Fourier series of $e^{(\cos(\pi x) - m)^2}$

Question

I'm looking for the Fourier coefficient of a "periodic Gaussian", which writes $$ f(x) = e^{-\frac{1}{2s}(\cos(\pi x) - m)^2} $$ It is a real even 2-periodic function, so its Fourier coefficients are real and even. I don't necessarily want a closed-form solution, anything which is numerically tractable to compute is fine!

I tried using the Taylor series of exponential, using the binomial coefficient then writing $\cos (\pi x)$ with Euler's formula, but the resulting formula is not very inspiring. I get $$ c_{2p} = \sum_{n \geq p} \frac{(-2s)^{-n}}{n!} \sum_{k=p}^n \binom{2n}{2k} \binom{2k}{k+p} (-m)^{2(n-k)} 4^{-k} $$ which gets midely simplified with Mathematica. Besides, the integral relation $$ c_p = \frac{1}{2} \int_{-1}^1 e^{-\frac{1}{2s}(\cos(\pi x) - m)^2} e^{-i\pi p x} {\rm d} x $$ did not work for me neither. I could simply use this last relation with integral quadrature solver but the cost is too high.

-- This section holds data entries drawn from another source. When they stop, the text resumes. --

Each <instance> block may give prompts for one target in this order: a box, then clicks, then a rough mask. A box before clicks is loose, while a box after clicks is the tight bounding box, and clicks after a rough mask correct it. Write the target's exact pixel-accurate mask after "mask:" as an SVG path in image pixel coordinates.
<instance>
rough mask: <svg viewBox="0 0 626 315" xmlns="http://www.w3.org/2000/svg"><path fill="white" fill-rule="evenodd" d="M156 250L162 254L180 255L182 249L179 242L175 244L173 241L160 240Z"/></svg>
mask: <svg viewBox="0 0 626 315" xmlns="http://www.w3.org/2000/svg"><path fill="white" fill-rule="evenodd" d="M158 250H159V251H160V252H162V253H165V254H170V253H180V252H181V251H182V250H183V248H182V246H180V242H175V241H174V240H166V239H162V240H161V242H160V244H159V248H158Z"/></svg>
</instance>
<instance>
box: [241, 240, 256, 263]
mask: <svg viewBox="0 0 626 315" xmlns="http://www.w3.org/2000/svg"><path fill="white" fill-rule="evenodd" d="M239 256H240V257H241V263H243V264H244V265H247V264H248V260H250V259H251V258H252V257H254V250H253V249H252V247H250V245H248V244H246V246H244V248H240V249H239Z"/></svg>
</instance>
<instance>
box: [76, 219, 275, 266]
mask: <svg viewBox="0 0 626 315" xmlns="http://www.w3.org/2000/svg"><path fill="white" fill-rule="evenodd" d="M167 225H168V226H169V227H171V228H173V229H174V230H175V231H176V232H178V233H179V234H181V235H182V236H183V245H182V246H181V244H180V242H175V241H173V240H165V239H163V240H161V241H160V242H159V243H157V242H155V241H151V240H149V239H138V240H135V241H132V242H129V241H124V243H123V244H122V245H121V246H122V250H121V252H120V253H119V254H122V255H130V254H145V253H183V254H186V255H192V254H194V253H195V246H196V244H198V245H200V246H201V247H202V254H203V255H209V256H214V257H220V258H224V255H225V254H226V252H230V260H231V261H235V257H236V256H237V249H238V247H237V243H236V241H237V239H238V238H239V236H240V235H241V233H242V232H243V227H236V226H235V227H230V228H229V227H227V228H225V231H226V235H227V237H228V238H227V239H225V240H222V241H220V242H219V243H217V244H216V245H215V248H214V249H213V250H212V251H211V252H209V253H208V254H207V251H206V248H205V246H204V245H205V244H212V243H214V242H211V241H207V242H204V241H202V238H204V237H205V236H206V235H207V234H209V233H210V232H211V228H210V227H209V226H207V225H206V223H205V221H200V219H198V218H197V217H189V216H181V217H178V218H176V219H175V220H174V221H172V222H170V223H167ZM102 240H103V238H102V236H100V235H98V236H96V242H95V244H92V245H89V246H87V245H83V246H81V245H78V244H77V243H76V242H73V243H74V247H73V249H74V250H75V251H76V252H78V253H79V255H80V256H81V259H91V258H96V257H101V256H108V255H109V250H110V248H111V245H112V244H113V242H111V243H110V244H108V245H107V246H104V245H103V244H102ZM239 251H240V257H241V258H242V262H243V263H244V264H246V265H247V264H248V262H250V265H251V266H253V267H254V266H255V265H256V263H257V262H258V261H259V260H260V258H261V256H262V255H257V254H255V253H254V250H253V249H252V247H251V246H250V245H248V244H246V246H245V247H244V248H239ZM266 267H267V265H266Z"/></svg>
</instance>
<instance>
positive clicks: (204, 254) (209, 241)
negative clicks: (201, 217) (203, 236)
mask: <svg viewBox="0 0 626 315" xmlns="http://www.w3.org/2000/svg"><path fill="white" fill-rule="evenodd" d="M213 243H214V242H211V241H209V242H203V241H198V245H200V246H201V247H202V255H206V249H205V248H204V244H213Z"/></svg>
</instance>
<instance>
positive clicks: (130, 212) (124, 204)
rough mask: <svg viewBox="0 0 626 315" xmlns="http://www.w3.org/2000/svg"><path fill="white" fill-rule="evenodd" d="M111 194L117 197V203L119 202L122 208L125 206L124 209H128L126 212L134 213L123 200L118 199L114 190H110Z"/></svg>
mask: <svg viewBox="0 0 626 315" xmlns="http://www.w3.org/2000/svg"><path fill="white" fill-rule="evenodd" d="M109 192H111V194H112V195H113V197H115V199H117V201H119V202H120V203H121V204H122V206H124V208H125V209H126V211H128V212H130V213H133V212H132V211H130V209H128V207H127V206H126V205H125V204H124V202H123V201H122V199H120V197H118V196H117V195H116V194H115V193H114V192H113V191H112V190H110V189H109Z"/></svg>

I found great tricks on this forum before, so I'm trying my luck now! Any help or pointer would be greatly appreciated.

Additional information

• Something in the spirit of this related question would be incredible.
• After comparing the formula of $c_{2p}$ in Mathematica with the integral formulation on random samples, it seems correct.
• My use case focuses on $s \approx 1$ and $m \approx 0$, both real numbers.

Answer 1

For large $s$ a single sum in terms of a hypergeometric function may be useful, $$c_{p}=\frac{(-1)^p}{2^p p!}\sum_{n=0}^\infty\frac{(n)_p}{(2s)^{n}n!}(m+1)^{n-p} {}_2F_1\bigl(p+1/2,p-n,2p+1,2/(m+1)\bigr).$$

To test a numerical code, this closed-form answer for $m=0$ could help, $$c_{2p+1}(m=0)=0,\;\;c_{2p}(m=0)=(-1)^p e^{-1/4s}I_p(1/4s),$$ with $I_p$ a Bessel function.